Bard to the bone
NewGate squishes Shakespeare
by Bill Rodriguez
THE COMPLEAT WRKS OF WLLM SHKSPR (ABRIDGED). By the Reduced Shakespeare Company. Directed by Joe Mecca. With Brien Lang, F.
William Oakes, Michael Heckler. At NewGate Theatre through May 21.
The poor old Bard. The genius part is easy to see, especially
in retrospect. But the other stuff has always been ripe for ribbing. Enough
blood in the practice plays to make Sam Peckinpah queasy. Plagiarizing from the Holinshed Chronicles as baldly as a clueless
schoolboy. And Willy, Willy, Willy -- those clowns, they're about as funny
as Queen Betty on a bad hair day. What were you thinking?
So The Compleat Wrks of Wllm Shkspr (Abridged) is a natural. Created by
the Reduced Shakespeare Company in the 1980s at California Renaissance fairs,
the spoof is getting a no-groans-barred rendition at NewGate Theatre, directed
by Joe Mecca.
The idea is to sample all 37 of the plays, with the sonnets thrown in for
color -- sort of like a sophomore survey course that admits such attempts are
ridiculous. And it's all done by three guys who don't mind looking silly as
they blur about in sneakers. It's also constantly updated, with references to
Regis Philbin and making sure we don't confuse courtly love with Courtney
Love.
Brien Lang, taking a break from his grown-up role as artistic director of
NewGate, plays the MC of the three-person carnival, and he does so with glib
charm throughout. Michael Heckler is the dim naïf, playing all the female
parts and panicking when the thespian challenges get too hard. And F. William
Oakes is the pompous presence without whom no Shakespeare production would feel
complete, waxing eloquent, or at least verbose, at the drop of a prithee.

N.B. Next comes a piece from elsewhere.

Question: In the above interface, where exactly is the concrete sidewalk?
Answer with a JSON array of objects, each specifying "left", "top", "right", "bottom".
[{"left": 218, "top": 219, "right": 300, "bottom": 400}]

None of this is trenchant commentary on the playwright's writerly foibles or
even rises to the antic ferocity of Monty Python's similar lampoon. But it is
all good, bawdy, bardly, and sometimes bloody fun. The gory Titus
Andronicus is done as a cooking show, with the head of a "nice, fresh
rapist" done to a turn and served to his mother. (Hey, blame Will.) With the
observation that all of the Bard's comedies derive from three or four
jokes/plot-devices, all 16 are reduced to one involving the mistaken identities
of two pair of opposite sex sextuplets.
The history plays are equally boring and derivative? OK, condense them into
one played with the excitement of a football game, a crown being passed from
one regal aspirant to the next. ("And the quarterback hands off to the
hunchback.") In one inspired bit, Othello is done by the trio as a rap
song in which, referring to Desdemona, the moor is asked, "She was good, she
was clean, she was virginal, too/So why'd you have to go and make her face turn
blue?"
The entire second act is given over to Hamlet, the one play they'd
forgotten to mention. (Beforehand, while Oakes is retrieving Heckler from an
escape attempt to T.F. Green at intermission, Lang condenses the 100-plus
sonnets into a baritone love song crooned in the style of Barry White.) Oakes
has his best stretch here, gliding about with a cigar like Groucho Marx in a
red nose, as Hamlet feigns if not madness at least silliness. By this act,
Heckler has loosened up and gives us an Ophelia who isn't forced to be funny
and therefore is very much so.
The audience also gets called into the act. Not only is a woman lugged up to
be a stand-in for Ophelia, but the rest of us are divided into three parts, for
a kind of psychological chorus, shouting instructions to Ophelia from her id,
ego, and superego. By the time the bodies are strewn at the final curtain, the
trio of actors has been pumped up enough to run through the whole play again,
faster. And then do it again in a minute. And then do it backwards.
As you can see, pains are taken to try to cure you of Shakespeare as much as
condense him. My personal theory is that The Compleat Wrks was
originally commissioned by the estate of Christopher Marlowe. In any case, this
NewGate mini-troupe takes what could have been just a lame series of frat
pledge skits and turns them into a perfectly ridiculous series of frat pledge
skits. The Bard might have started out glowering at these upstarts, but I can't
imagine him not letting at least a chortle slip out now and then.